📌 Moderation's biggest thorn? Emoji
It’s colder and darker here in the UK after the clocks went back on Sunday. But new folks signing up from the Global Network Initiative, Twitter, Cornell University, Harvard and Wikimedia have helped counteract the winter chill. Good to have you all on board.
I’ve tweaked the format of the links this week after some feedback from a reader (thanks Nick!). Whether you’re new on the list or been here since July, do send me a note about whether I’m hitting the mark.
Thanks for reading — BW
Emojis are moderator’s kryptonite
How do you deal with a guy like Glasses Guru?
If you weren’t watching last week’s Content Moderation III conference (all the sessions are online here), Glasses Guru is a fictional character that appeared in the You Be The Moderator session in which conference participants had to vote on how to moderate provocative hypothetical content on a generic social network. And it raised an interesting question I hadn’t considered.
To explain the scenario: Glasses Guru pens a comment advocating that all men should die (you can see the comment in full on the screen grab below). The moderation policy is strongly against hate speech, violence and dehumanising language. Does it come down?

20 people thought so, stating that it clearly went against the policy. But a larger group suggested it should stay up because a 😂, placed halfway through the comment, made the comment feel jokey or, at the very least, not something that posed an imminent threat.

A participant then made the point that adding an emoji couldn’t become a means of cloaking hateful ideas and viewpoints. Another asked if the meaning of the comment changed if it was a 😉 and not a 😂? And how do you clarify emoji use in a policy that spans multiple regions in which emoji use is varied?
No-one had a clear answer. But it was obvious that this was just the tip of the iceberg and that job of unpicking what emojis mean isn’t going to get easier any time soon.
The ultimate irony
You might have read the piece by Mike Masnick at Techdirt that I linked to back in August about the difficulties of moderation at a large scale. Well, he revealed last week that that very article was later found to have violated Google’s AdSense policies for ‘dangerous or derogatory content’ (it was nothing of the sort).
Not understanding why that was, Mike asked for it to be reviewed and got told again that the article was ‘non-compliant’ and that the (unspecified) violations needed to be fixed before ads would be served on the page again. Cue a stalemate.

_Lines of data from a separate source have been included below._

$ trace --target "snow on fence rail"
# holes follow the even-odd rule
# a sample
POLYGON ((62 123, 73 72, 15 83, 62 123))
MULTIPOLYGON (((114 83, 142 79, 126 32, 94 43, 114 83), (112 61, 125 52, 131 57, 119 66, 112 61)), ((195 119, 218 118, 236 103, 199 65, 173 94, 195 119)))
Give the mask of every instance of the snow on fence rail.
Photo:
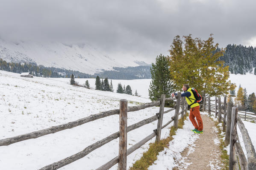
MULTIPOLYGON (((251 120, 256 120, 255 117, 246 116, 246 111, 245 112, 238 111, 237 107, 233 106, 232 103, 229 102, 226 103, 226 99, 227 98, 224 97, 224 101, 222 102, 220 98, 218 99, 218 112, 217 111, 217 98, 215 100, 210 100, 209 96, 208 96, 208 106, 204 105, 204 108, 207 108, 206 109, 208 111, 208 114, 211 115, 211 112, 215 113, 215 118, 217 118, 217 113, 218 114, 218 120, 219 122, 223 121, 222 124, 223 126, 223 131, 226 131, 225 136, 225 145, 227 146, 230 144, 230 159, 229 159, 229 169, 231 170, 256 170, 256 153, 255 150, 253 145, 252 142, 243 122, 240 118, 244 118, 244 120, 247 118, 248 119, 251 119, 251 120), (211 103, 211 101, 215 101, 215 105, 211 103), (223 105, 222 107, 221 104, 223 105), (213 106, 214 107, 212 107, 213 106), (222 108, 224 109, 222 110, 222 108), (215 109, 215 111, 212 111, 211 109, 215 109), (240 115, 238 113, 244 113, 245 115, 240 115), (221 116, 223 113, 224 116, 221 116), (244 117, 241 116, 244 116, 244 117), (227 117, 227 119, 226 119, 227 117), (226 125, 227 120, 227 125, 226 125), (239 142, 239 138, 237 132, 237 125, 238 125, 239 128, 242 134, 242 137, 244 144, 245 150, 246 150, 247 159, 243 151, 242 147, 239 142), (240 168, 239 168, 240 166, 240 168)), ((248 113, 250 115, 255 115, 252 113, 248 113)))
MULTIPOLYGON (((177 99, 175 98, 165 99, 165 95, 162 94, 160 101, 145 103, 138 106, 129 107, 128 108, 127 105, 127 100, 125 99, 121 100, 119 109, 115 109, 101 112, 98 114, 92 115, 74 122, 70 122, 59 125, 53 126, 48 128, 19 135, 16 136, 1 139, 0 140, 0 146, 9 145, 24 140, 33 138, 37 138, 47 134, 55 133, 67 129, 70 129, 100 118, 115 114, 119 114, 119 131, 114 133, 106 138, 90 145, 82 151, 77 153, 66 158, 59 162, 46 166, 40 170, 53 170, 59 169, 79 159, 83 158, 92 151, 118 137, 119 137, 119 153, 118 156, 97 168, 97 170, 106 170, 109 169, 118 162, 118 170, 126 170, 126 158, 127 155, 139 148, 143 144, 154 136, 156 136, 156 142, 159 142, 160 141, 161 130, 166 127, 173 121, 174 122, 174 125, 177 128, 179 115, 181 114, 181 117, 182 118, 184 116, 184 112, 185 110, 185 99, 184 97, 182 98, 182 99, 181 99, 180 92, 178 93, 177 98, 177 99), (181 99, 182 102, 182 110, 179 112, 179 108, 181 106, 180 105, 181 99), (174 108, 172 108, 165 111, 164 111, 165 101, 170 100, 173 101, 174 100, 177 100, 176 102, 174 101, 176 103, 174 108), (156 113, 155 116, 143 120, 136 123, 127 127, 127 112, 137 111, 146 108, 159 105, 159 113, 156 113), (162 126, 163 114, 166 113, 174 110, 175 110, 174 116, 172 117, 171 120, 163 126, 162 126), (127 133, 156 120, 158 120, 157 127, 157 128, 153 130, 153 132, 127 150, 127 133)), ((186 108, 187 108, 187 106, 186 106, 186 108)))

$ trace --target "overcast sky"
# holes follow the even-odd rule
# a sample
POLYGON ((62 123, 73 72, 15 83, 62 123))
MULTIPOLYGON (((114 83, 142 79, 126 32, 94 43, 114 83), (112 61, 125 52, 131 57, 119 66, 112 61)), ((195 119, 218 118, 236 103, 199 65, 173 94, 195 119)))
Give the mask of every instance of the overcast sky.
POLYGON ((85 42, 153 61, 177 35, 256 46, 256 7, 253 0, 0 0, 0 37, 85 42))

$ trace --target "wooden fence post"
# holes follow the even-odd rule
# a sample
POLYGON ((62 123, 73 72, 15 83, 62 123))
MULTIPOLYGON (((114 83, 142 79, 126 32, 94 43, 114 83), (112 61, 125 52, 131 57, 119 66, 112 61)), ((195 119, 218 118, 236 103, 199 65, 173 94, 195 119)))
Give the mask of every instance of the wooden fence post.
POLYGON ((211 115, 211 97, 208 96, 208 115, 211 115))
POLYGON ((226 129, 226 135, 225 136, 225 146, 227 146, 230 144, 230 129, 231 128, 231 116, 232 113, 232 107, 233 103, 232 102, 227 103, 227 128, 226 129))
POLYGON ((222 130, 222 131, 225 132, 226 130, 226 124, 227 122, 226 121, 227 117, 227 96, 224 96, 224 101, 223 102, 224 103, 224 113, 223 116, 223 129, 222 130))
POLYGON ((205 107, 206 103, 206 99, 205 96, 205 93, 203 93, 203 111, 205 112, 205 107))
POLYGON ((218 98, 218 108, 219 109, 219 113, 218 114, 218 121, 219 123, 221 122, 221 97, 218 98))
POLYGON ((118 170, 126 170, 127 151, 127 100, 120 100, 118 170))
POLYGON ((185 97, 181 97, 181 117, 184 116, 184 107, 185 105, 185 97))
MULTIPOLYGON (((230 131, 230 170, 237 169, 238 166, 236 157, 235 156, 235 143, 236 142, 236 138, 237 132, 236 131, 236 123, 237 122, 237 113, 238 109, 237 107, 232 108, 232 116, 231 121, 231 129, 230 131)), ((238 168, 239 170, 239 167, 238 168)))
POLYGON ((215 118, 217 118, 217 97, 215 97, 215 118))
POLYGON ((163 122, 163 117, 164 116, 164 110, 165 109, 165 95, 161 95, 160 101, 160 108, 158 113, 158 121, 157 122, 157 128, 156 129, 156 142, 159 142, 161 140, 161 131, 163 122))
POLYGON ((175 106, 175 114, 174 115, 174 126, 178 128, 178 121, 179 119, 179 104, 180 103, 181 92, 178 92, 177 99, 176 100, 176 106, 175 106))

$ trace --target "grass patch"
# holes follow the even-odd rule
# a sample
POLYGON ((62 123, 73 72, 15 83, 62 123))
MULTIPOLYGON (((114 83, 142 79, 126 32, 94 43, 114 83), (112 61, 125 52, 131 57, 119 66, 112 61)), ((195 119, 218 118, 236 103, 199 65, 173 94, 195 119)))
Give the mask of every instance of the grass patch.
MULTIPOLYGON (((182 128, 184 124, 184 121, 188 114, 185 114, 184 119, 180 119, 178 123, 178 128, 182 128)), ((150 143, 148 150, 143 153, 140 159, 137 161, 132 165, 132 167, 129 168, 130 170, 147 170, 148 167, 152 165, 157 158, 159 153, 163 150, 165 147, 168 147, 168 144, 173 138, 172 136, 176 134, 177 128, 172 126, 170 128, 169 136, 167 138, 161 140, 158 143, 150 143)))
MULTIPOLYGON (((213 119, 210 117, 213 121, 213 119)), ((230 156, 227 154, 227 151, 224 149, 225 147, 224 141, 222 139, 225 135, 222 135, 221 134, 221 130, 222 129, 222 127, 220 127, 218 125, 219 124, 218 122, 215 122, 215 126, 217 128, 218 130, 218 137, 220 139, 221 143, 220 144, 220 149, 221 150, 221 163, 223 164, 223 167, 221 169, 222 170, 229 170, 229 161, 230 161, 230 156)))

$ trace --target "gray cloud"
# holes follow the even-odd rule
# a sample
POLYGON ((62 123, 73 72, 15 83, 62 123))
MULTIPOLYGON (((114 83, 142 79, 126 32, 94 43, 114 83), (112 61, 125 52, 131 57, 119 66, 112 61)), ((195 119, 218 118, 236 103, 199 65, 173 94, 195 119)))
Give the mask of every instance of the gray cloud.
POLYGON ((177 35, 205 39, 212 33, 223 47, 248 45, 256 37, 253 0, 17 0, 0 4, 3 38, 86 42, 110 54, 152 60, 168 54, 177 35))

Luckily Mike doesn't care about one article but he knows it's a slippery slope when there's no provision to fight back against unfathomable rules. The sooner Google starts to follow its own principles, the better.
Be more Benedict
As a lapsed Catholic, I should probably know more about St Benedict and his code of ethics than I do.
This week, someone found all 72 of his ’instruments of good works' in the code of conduct of a widely-used piece of open source software. (Some people do read CoCs after all)
It turns out the founder of SQLite is a devout Christian and thought it would help contributors live ‘a happier and more productive life’.
Has he ever been on the internet before?
Not forgetting..
If you’re going to ban someone, at least have the self-respect to tell them. That’s not what happened to Chris Hoffman, who left a review on a scam item he bought, only to find two years later that his review had been deleted and his review privileges removed.
I Called Out a Counterfeit Item on Amazon. Then They Banned Me.
Two years ago, I got scammed by a counterfeiter on Amazon. I left a review on the product warning others about my experience. Eventually, Amazon deleted my review and banned me from leaving reviews for “violating Community Guidelines.”
It wasn't long ago that Jack Dorsey said journalists needed to be factcheckers on the platform for the good of society. That’s exactly what the Daily Beast had to do last week when a reporter spotted Milo glorifying the bomb attempts last week.
Instagram Removes Milo Yiannopoulos Post Praising Mail Bombs After Daily Beast Report
Instagram had first told The Daily Beast that Yiannopoulos’ post regretting that the bombs didn’t go off had not violated its standards.
Facebook have been opening their doors to media folk and academics at Menlo Park in the hope of getting people to understand how difficult they have on their hands. This Wired piece is interesting although I'm not any more sympathetic.